When a smartphone user calls up a Web page, there’s a flurry of back-and-forth communications as the phone requests components—images, text, ads—and the site returns them. If a user has Onavo installed, all that traffic gets redirected through some of the 100 servers the company rents from Amazon.com. (The company says it doesn’t store any of the information.)
Onavo optimizes data use in real time. Photos, for instance, are converted to smaller file sizes. And Onavo transmits only the images on the part of the page currently being viewed. In all, the company employs dozens of tricks to shrink data usage by as much as 80 percent. “It’s not about one magical algorithm,” Tiger says.
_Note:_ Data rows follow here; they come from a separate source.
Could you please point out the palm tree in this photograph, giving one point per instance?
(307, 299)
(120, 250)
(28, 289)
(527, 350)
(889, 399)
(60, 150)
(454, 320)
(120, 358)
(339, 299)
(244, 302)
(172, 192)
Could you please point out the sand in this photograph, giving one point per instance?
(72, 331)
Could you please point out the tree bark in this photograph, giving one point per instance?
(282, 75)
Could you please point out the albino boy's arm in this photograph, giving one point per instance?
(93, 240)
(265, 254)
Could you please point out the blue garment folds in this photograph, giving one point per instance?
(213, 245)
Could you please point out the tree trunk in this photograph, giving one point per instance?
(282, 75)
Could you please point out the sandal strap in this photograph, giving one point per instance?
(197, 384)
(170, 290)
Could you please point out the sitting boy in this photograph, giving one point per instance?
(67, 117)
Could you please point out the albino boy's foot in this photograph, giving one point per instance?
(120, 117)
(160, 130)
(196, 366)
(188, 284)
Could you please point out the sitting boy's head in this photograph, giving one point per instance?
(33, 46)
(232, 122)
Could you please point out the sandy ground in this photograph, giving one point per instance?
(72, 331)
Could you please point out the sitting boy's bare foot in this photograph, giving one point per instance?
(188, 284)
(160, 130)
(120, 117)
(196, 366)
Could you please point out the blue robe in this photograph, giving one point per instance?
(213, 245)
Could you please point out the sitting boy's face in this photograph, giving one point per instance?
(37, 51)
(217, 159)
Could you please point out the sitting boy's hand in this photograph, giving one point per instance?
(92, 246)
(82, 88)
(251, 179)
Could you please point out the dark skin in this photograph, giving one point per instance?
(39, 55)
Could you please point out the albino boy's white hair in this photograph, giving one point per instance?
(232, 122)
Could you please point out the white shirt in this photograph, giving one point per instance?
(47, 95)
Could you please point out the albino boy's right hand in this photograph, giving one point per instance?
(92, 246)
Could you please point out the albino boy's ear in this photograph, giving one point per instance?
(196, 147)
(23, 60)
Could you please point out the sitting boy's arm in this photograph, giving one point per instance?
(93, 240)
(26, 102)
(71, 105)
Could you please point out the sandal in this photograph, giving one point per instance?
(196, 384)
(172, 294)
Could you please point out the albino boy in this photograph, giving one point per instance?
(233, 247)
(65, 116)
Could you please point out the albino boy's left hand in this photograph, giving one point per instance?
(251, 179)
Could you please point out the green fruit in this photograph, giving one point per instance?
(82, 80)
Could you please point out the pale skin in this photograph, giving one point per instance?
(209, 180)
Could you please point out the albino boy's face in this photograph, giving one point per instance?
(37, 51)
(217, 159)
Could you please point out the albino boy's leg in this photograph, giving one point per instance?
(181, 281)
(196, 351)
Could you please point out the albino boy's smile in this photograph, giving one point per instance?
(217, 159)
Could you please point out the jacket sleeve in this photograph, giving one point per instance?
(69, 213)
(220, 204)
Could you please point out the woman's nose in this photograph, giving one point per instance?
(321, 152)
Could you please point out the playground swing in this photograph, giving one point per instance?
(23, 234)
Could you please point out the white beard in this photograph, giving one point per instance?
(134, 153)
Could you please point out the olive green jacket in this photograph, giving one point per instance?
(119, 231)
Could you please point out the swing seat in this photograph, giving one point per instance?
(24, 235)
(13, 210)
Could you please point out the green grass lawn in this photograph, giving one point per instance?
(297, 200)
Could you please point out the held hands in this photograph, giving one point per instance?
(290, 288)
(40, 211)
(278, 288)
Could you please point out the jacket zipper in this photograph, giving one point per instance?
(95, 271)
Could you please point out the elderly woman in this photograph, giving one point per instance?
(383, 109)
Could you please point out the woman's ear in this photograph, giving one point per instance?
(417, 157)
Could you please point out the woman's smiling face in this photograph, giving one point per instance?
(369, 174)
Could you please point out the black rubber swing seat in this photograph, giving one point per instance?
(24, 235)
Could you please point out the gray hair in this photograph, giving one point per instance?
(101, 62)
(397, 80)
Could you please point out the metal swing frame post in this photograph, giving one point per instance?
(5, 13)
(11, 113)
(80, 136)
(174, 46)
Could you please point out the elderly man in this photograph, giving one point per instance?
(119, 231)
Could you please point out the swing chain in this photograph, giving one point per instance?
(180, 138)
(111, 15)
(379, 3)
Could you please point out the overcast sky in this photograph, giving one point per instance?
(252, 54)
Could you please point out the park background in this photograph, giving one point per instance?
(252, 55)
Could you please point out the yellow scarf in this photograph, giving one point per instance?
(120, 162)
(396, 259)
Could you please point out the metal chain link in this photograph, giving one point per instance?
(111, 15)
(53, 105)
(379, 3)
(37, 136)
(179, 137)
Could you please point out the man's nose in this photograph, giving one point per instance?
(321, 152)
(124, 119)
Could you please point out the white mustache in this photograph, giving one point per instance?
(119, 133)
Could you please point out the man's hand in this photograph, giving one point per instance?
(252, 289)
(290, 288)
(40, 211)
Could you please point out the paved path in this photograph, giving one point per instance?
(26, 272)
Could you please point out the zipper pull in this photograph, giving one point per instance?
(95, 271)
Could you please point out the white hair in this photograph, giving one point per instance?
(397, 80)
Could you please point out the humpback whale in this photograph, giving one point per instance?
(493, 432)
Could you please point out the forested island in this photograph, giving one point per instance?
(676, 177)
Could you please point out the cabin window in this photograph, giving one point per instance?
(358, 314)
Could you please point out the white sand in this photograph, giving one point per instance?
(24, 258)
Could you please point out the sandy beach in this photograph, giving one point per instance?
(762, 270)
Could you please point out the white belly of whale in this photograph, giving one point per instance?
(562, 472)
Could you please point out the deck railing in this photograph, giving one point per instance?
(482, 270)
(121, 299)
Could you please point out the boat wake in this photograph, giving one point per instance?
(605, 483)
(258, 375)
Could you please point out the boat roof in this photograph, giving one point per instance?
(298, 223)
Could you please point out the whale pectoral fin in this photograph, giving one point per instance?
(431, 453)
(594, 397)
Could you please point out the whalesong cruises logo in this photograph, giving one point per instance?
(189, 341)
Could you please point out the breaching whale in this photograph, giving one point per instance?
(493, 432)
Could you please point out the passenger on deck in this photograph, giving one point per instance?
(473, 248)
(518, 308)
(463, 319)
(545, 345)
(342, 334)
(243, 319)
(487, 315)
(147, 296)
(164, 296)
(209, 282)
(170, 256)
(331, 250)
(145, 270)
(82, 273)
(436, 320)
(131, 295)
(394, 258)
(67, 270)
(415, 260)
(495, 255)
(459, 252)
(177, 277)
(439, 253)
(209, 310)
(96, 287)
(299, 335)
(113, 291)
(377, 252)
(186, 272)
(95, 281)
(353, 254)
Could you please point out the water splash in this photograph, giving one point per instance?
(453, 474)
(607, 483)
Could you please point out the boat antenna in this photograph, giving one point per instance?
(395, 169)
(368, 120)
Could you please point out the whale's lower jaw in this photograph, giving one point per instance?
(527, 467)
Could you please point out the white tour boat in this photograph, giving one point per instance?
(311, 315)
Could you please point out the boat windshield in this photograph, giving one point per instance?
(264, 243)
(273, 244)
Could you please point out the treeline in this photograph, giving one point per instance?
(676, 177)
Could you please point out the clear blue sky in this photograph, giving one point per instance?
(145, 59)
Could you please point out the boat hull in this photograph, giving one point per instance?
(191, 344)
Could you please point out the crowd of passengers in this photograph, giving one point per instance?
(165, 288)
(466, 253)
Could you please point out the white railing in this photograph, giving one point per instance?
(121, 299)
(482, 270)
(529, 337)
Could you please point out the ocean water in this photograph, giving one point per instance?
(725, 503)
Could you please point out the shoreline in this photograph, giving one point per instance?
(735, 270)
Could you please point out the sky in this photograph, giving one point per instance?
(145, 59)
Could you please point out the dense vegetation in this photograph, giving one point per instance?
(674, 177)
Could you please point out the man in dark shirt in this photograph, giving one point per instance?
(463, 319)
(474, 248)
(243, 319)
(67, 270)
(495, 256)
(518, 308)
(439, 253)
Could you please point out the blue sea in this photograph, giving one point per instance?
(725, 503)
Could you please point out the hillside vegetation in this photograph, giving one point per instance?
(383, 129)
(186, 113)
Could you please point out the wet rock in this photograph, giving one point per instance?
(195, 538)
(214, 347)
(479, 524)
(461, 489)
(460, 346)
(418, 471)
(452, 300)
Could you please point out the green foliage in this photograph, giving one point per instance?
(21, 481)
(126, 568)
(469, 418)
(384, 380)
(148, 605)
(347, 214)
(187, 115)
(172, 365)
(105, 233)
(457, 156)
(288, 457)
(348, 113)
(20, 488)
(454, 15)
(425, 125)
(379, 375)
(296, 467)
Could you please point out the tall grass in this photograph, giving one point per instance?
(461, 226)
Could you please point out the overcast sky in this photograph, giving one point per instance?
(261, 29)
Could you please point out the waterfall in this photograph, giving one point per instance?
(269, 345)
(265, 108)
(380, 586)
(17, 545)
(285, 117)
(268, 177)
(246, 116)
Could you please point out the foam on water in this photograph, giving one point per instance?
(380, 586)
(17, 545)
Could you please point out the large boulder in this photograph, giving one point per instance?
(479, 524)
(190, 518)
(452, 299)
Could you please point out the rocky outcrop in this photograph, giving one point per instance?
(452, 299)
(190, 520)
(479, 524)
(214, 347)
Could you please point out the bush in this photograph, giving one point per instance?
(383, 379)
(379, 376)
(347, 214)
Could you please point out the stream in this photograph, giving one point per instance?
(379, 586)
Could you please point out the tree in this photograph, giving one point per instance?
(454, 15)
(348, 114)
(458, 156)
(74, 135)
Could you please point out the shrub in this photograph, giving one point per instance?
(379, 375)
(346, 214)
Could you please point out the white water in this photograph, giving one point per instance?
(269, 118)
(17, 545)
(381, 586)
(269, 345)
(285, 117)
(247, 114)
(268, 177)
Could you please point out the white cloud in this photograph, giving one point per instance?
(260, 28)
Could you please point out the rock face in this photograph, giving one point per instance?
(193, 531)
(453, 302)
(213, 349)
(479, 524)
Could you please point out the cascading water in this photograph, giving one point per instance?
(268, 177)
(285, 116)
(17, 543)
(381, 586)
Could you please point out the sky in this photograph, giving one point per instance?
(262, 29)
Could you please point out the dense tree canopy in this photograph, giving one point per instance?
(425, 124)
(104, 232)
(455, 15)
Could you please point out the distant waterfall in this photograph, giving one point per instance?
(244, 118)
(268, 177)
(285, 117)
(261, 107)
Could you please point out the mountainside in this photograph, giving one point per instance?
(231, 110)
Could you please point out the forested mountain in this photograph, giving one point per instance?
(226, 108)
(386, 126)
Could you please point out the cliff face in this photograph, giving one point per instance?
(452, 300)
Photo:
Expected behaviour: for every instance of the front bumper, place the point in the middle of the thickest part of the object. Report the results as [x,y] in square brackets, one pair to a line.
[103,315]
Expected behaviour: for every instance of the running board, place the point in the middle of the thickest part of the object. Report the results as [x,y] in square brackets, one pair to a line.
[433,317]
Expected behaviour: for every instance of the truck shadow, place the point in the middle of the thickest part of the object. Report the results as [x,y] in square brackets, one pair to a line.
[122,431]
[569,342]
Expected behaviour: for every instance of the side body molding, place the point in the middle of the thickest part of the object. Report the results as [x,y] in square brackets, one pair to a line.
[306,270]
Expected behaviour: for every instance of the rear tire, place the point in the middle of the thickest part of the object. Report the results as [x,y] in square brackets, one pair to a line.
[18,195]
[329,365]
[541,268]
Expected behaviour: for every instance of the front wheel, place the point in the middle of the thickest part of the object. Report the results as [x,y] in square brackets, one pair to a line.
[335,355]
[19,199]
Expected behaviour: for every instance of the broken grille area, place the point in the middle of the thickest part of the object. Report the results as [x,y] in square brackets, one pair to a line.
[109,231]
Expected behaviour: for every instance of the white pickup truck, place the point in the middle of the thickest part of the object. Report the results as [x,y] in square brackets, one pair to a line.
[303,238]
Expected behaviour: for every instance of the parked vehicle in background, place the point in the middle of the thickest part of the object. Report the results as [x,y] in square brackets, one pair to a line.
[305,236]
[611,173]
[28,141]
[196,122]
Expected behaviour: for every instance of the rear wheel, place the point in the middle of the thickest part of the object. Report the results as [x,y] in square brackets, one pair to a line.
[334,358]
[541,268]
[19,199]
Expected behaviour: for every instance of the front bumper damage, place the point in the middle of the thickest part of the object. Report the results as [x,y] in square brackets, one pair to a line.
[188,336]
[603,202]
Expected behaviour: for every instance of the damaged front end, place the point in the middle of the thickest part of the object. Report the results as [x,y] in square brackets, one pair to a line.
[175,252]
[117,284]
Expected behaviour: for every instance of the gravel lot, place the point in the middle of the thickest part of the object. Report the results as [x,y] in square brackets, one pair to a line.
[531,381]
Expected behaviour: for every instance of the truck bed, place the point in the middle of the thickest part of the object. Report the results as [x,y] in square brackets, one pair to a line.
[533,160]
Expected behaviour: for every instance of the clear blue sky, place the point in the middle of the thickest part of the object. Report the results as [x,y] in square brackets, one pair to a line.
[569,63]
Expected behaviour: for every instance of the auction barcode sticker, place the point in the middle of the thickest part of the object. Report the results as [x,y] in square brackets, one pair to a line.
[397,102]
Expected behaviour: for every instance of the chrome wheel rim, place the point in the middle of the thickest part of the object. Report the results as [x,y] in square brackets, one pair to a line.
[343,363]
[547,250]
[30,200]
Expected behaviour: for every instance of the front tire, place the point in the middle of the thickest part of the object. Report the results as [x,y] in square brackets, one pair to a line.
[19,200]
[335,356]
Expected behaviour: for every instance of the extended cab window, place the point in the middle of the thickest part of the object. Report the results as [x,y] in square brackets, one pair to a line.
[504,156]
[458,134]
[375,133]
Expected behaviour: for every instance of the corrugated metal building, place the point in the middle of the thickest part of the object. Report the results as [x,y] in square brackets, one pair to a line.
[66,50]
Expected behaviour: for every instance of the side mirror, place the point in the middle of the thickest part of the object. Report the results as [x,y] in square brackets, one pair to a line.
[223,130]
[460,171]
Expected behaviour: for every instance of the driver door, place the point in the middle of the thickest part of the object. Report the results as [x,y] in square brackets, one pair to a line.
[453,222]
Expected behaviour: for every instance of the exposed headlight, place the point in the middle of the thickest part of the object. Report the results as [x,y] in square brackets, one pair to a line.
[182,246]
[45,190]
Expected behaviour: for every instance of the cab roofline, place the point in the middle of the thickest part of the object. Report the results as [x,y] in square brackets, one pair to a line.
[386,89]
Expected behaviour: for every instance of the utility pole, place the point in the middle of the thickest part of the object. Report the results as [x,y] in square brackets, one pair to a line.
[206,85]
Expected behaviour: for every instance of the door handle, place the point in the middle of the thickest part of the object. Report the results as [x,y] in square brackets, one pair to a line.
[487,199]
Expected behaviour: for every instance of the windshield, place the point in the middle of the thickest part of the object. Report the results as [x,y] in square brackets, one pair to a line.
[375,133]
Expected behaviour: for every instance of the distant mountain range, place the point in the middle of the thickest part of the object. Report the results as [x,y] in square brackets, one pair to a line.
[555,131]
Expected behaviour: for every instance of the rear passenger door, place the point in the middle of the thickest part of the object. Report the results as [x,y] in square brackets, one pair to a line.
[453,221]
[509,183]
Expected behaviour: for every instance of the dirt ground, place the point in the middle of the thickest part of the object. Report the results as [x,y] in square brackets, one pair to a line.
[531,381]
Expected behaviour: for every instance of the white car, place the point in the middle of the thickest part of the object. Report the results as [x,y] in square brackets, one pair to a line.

The software also tells users which of their apps are data hogs and how much Onavo has saved them.
The company’s year-old iPhone app and its new Android app, released in February, have been downloaded by millions of users in 150 countries, according to Tiger. Onavo raised $10 million in January from investors including Sequoia Capital, Hong Kong billionaire Li Ka-shing, and Motorola Mobility Ventures. The startup’s 20 employees are split between offices in Tel Aviv and San Francisco. “There’s deep, deep technology here,” says Gili Raanan, a partner at Sequoia. “They are doing something very unique, very special.” Tiger says Onavo plans to make money by eventually charging users based on the amount of data they save above a certain threshold.
Growing up in Israel, Tiger says he got good grades without trying and spent most of his free time either at the beach or coding. At 16 he was hired to write software for a local startup. During his mandatory stint in the Israeli army, Tiger managed 15 software developers on secret military research and development projects, one of which received a national security award. His last employer, a startup building a phone that could change its looks and functionality with attachable accessories, failed shortly after he left. “One of the biggest things I learned there is, you always have to pay attention to market shifts,” he says, “and understand the exact needs of your users.”